Understanding Behavioral Interview Questions

It’s been a while since I’ve been job hunting, but recently a good friend of mine and I had a conversation where she shared with me how “difficult” a recent job interview had been for her. My friend isn’t much of a complainer so it made me curious about what had been so hard about the interview. She went on to explain that it SHOULD have been easy, but since she wasn’t prepared properly she thought she’d bombed it. That made me even more curious, because I know this girl knows her field top to bottom.
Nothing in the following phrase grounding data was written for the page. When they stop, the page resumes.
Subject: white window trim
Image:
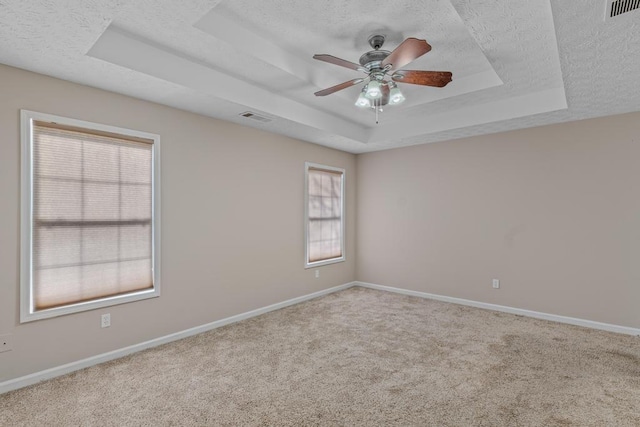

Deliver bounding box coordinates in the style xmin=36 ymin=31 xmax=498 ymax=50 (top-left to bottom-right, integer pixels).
xmin=20 ymin=110 xmax=162 ymax=322
xmin=304 ymin=162 xmax=345 ymax=269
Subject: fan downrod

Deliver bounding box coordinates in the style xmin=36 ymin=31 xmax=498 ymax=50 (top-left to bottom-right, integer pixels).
xmin=367 ymin=34 xmax=386 ymax=50
xmin=360 ymin=35 xmax=390 ymax=70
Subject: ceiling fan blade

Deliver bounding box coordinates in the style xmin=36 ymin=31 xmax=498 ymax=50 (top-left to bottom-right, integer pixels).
xmin=314 ymin=78 xmax=366 ymax=96
xmin=380 ymin=84 xmax=390 ymax=106
xmin=313 ymin=54 xmax=365 ymax=72
xmin=392 ymin=70 xmax=452 ymax=87
xmin=381 ymin=38 xmax=432 ymax=72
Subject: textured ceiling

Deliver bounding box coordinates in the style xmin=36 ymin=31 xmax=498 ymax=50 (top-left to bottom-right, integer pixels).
xmin=0 ymin=1 xmax=638 ymax=153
It turns out that the interview was not a technical interview – those measure what you know. This interview wasn’t about what she knew. She wasn’t mentally prepared for it because it was a different type of interview. One that is known as a behavioral interview. Basically, in a behavioral interview the interviewee is asked questions that probe for specific past behaviors with the theory that past behaviors will be a predictor of future behavior. So, if the interviewer wants to know how you’ll react in a situation that you’re likely to face in their workplace then they can ask you how you’ve acted in similar situations before and also “how that worked out”.

Instead of asking a candidate for a manager position how they THINK someone should deal with an employee who is often tardy (a question that can be “studied for”) the interviewer can instead ask the candidate to “tell me about a time when you had to deal with an employee who was unable to get to work on time. What was the end result?”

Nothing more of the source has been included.